The only person seemingly not moved by Gilbert's work? Julia Roberts, who surprisingly preferred to talk more about her husband and three kids than she did about the movie she was there to promote. (Oh, but did I mention that she looked absolutely beautiful? As I huddled in my seat and tried to keep it together, I couldn't help but think that she really, really did.)
It's truly astounding to me that Julia could perform so perfectly as Elizabeth Gilbert -- when you see the movie I know you'll agree with that statement -- and yet be so disconnected from the material in real life. Oprah attempted time and time again to get her to talk about the movie; about filming in Italy, India, Bali; about what the book meant to her -- anything to wring even a drop of emotion out of this beautiful, talented actress. But Julia wouldn't budge from her list of favorite topics: namely, her husband, her kids, her Lancome modeling contract, her happiness.

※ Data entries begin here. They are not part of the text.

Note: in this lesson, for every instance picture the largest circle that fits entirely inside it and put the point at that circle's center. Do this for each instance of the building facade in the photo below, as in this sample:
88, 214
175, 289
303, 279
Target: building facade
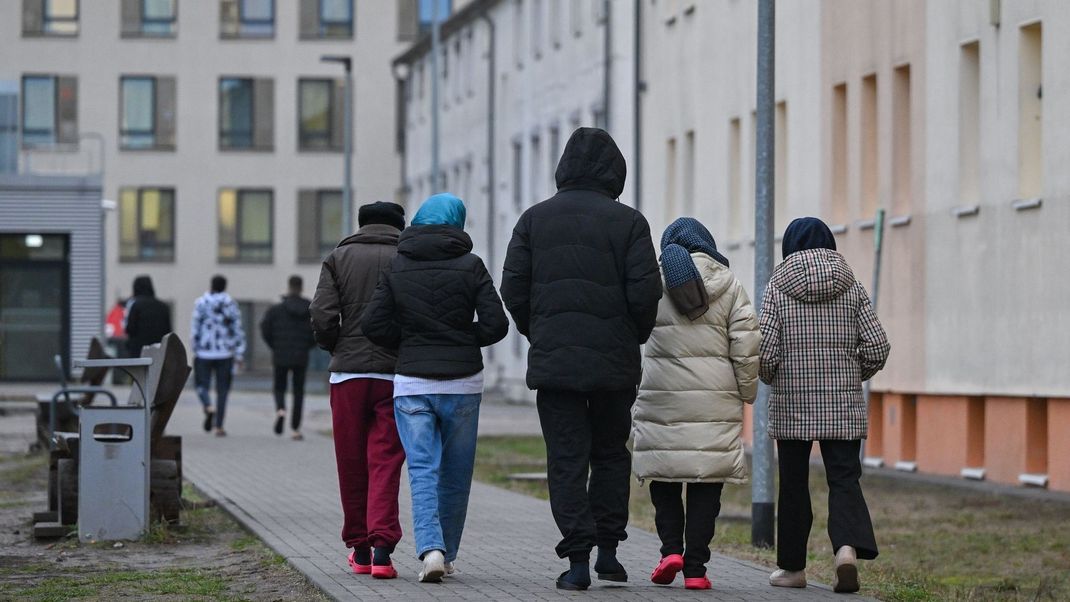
222, 129
517, 77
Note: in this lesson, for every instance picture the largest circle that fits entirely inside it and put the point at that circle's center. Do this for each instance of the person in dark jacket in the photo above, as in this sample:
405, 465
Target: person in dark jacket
367, 448
287, 330
582, 283
438, 305
148, 319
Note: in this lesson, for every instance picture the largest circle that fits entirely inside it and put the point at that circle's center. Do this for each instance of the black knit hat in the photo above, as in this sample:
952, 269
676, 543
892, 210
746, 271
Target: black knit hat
391, 214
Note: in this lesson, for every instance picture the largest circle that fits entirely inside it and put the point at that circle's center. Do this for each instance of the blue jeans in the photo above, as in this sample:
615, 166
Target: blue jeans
438, 433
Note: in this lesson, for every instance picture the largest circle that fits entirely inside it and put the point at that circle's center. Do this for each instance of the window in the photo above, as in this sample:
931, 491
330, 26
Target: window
326, 18
245, 226
150, 18
1030, 158
147, 119
319, 224
246, 113
901, 155
969, 123
838, 197
147, 225
50, 17
869, 147
49, 110
247, 18
320, 114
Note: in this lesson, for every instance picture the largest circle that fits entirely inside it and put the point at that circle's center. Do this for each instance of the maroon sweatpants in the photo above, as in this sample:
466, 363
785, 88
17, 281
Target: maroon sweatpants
369, 457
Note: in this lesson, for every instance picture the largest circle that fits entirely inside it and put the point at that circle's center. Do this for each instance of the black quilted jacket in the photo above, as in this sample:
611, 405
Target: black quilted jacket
437, 304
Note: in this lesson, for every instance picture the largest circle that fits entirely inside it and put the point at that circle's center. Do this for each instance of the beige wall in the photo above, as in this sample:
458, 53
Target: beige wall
197, 169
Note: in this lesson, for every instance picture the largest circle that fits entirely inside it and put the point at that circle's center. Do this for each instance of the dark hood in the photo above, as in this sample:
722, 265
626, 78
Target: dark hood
592, 161
296, 306
805, 233
142, 287
433, 243
373, 234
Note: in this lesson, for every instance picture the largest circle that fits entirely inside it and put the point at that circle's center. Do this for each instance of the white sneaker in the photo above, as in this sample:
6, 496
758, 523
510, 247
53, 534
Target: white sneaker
846, 570
781, 577
434, 567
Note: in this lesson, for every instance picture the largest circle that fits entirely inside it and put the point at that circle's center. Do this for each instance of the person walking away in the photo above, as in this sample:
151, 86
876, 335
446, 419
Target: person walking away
700, 367
287, 330
218, 342
367, 448
438, 305
148, 319
821, 339
582, 284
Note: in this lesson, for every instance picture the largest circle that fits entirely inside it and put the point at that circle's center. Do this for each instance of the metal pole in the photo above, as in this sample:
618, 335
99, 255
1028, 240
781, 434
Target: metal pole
762, 506
347, 195
434, 96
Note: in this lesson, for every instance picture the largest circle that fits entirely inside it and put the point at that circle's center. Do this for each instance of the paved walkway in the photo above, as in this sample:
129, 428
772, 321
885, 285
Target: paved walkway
287, 493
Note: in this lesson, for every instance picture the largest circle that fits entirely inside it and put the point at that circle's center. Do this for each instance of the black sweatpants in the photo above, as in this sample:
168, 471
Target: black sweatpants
686, 533
589, 466
849, 520
297, 373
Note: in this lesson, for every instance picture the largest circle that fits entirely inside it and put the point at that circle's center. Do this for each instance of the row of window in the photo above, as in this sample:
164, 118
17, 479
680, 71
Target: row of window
147, 107
246, 225
238, 18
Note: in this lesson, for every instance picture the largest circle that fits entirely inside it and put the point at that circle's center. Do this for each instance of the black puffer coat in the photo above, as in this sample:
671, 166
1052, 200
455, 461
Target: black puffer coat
426, 302
581, 279
287, 330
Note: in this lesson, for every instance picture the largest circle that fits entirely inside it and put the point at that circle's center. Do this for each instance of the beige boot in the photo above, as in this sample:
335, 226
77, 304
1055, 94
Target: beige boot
781, 577
846, 570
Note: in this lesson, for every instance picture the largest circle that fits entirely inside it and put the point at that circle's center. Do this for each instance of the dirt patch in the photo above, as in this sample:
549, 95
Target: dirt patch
209, 557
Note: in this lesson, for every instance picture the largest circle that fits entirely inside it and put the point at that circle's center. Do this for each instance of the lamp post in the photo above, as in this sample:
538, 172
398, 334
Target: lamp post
347, 189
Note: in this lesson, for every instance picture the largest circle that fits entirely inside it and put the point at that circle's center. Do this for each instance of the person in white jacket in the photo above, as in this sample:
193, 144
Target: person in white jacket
218, 342
700, 366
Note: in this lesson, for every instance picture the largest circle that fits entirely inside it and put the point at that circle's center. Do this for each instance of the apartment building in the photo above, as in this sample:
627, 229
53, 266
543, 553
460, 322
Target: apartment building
217, 126
950, 117
516, 78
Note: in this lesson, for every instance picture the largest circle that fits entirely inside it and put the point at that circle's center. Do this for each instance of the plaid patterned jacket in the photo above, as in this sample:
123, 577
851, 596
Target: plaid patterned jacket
820, 341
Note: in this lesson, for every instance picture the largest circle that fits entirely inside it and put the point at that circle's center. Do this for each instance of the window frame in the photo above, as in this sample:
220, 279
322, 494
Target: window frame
152, 111
222, 134
239, 245
54, 133
139, 190
302, 144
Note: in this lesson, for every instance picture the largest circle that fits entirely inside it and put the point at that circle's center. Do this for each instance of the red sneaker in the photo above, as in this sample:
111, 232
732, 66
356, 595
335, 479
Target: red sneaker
667, 569
383, 571
697, 583
358, 569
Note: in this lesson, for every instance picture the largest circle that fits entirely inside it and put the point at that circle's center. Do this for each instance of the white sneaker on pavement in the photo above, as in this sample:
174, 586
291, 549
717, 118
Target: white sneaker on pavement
434, 567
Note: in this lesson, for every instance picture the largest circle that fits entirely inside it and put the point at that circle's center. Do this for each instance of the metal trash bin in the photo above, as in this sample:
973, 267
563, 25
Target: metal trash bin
113, 473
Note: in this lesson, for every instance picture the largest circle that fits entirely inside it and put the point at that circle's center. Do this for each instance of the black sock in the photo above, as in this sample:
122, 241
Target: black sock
362, 556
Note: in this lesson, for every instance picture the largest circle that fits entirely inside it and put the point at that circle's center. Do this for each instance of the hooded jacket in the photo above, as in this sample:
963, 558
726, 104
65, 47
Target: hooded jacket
697, 375
820, 341
287, 330
437, 304
581, 278
216, 327
148, 319
348, 279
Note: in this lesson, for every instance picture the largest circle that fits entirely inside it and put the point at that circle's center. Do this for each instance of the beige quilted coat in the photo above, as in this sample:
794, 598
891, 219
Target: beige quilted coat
697, 375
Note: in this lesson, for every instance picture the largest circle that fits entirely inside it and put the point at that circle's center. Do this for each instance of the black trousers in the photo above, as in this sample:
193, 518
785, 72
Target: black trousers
849, 520
686, 533
589, 466
297, 376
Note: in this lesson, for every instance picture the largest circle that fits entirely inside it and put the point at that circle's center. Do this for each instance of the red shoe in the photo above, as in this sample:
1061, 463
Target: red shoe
697, 583
357, 568
383, 571
667, 569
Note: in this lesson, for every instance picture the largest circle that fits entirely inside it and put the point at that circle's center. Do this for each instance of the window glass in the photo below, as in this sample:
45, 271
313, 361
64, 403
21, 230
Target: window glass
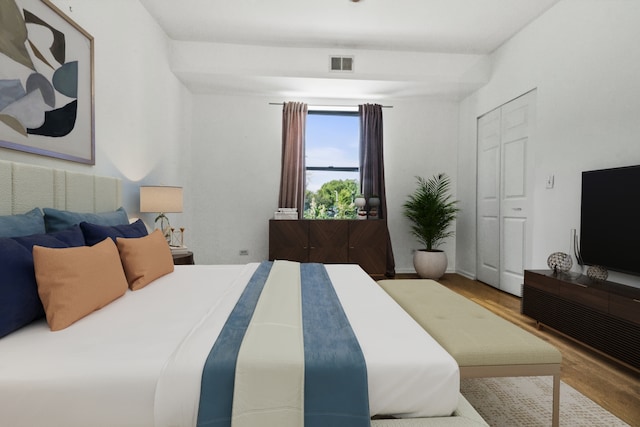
332, 143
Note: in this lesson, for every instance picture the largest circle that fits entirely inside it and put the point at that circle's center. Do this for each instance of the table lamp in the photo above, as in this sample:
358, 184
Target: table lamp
161, 200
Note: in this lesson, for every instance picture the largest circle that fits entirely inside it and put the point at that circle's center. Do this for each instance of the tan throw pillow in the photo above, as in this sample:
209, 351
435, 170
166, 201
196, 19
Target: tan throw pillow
74, 282
145, 258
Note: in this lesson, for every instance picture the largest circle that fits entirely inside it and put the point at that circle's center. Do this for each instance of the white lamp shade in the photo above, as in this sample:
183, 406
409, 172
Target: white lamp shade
160, 199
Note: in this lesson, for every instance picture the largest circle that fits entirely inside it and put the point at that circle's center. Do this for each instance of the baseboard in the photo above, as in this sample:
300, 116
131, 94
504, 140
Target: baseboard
468, 275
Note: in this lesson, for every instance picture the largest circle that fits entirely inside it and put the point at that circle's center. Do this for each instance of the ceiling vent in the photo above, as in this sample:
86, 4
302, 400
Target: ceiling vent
341, 63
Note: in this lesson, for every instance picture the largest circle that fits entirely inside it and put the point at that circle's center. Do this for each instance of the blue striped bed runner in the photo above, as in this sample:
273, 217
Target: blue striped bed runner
335, 375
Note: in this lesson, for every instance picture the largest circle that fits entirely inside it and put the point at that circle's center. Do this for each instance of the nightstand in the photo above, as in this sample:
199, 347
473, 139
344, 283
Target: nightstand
183, 258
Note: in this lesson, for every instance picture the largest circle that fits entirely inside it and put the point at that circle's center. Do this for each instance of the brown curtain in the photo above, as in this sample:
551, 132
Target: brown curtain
294, 117
372, 166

As the interview wore on, I began to sense impatience among the audience members. After all, they had come into the show wearing their hearts on their sleeves, ready and willing to talk about how Eat, Pray, Love helped them overcome their own painful experiences. And no doubt in the spirit of the movie, they expected Julia -- who's had her share of heartbreak, much of it public -- to talk about her own ups and downs while reassuring us that it all turns out perfectly lovely in the end.
Yet here she was babbling on and on about face cream, running half marathons, and sewing kids' clothes? WTF, Julia? I took an effing vacation day for this!
I even caught myself wanting to scream at her from my nosebleed seat -- Hey you! Remember Lyle? Remember Benjamin? You weren't always so happy and grounded! Why don't you talk about that?
And it was then in my desperation that I realized just what I wanted from Julia:
I didn't want her to tell me how many pounds she gained while filming in Italy, what it was like to play Liz Gilbert, how the book changed her life, that hot people have problems, too.
I wanted her to climb up to my row at the top, give me a hug, and tell me that everything was going to be OK -- that my husband really did love me, that my little family wasn't coming undone, that even if I ended up alone now, I would eventually live happily ever after with Bradley Cooper and our two pet unicorns. Essentially, I wanted her to say something -- anything -- that would take my pain away. Was that really too much to ask?
Obviously, I was unhinged that day (and admittedly for many, many days after). But when I came back to this planet, I realized that Julia had comforted me -- not when I listened to her prattle on in Oprah's studio that day, but rather when I watched her onscreen the night before.
Julia may not have been willing to visit her dark place in front of Oprah and the rest of us civilians. But in the movie she reaches down deep, deeper, deepest and pulls out a wonderfully personal, heartbreaking, searching, and ultimately triumphant performance that is a fantastic compliment to Gilbert's brazenly honest memoir.
Some people draw comfort from simply talking about their problems. But what I learned from Julia is that for others finding peace and solace comes from sharing their experience through art -- whether it's penning a memoir, starring in a movie, or writing an online article.
I love Julia for teaching me that -- and looking absolutely beautiful all the while.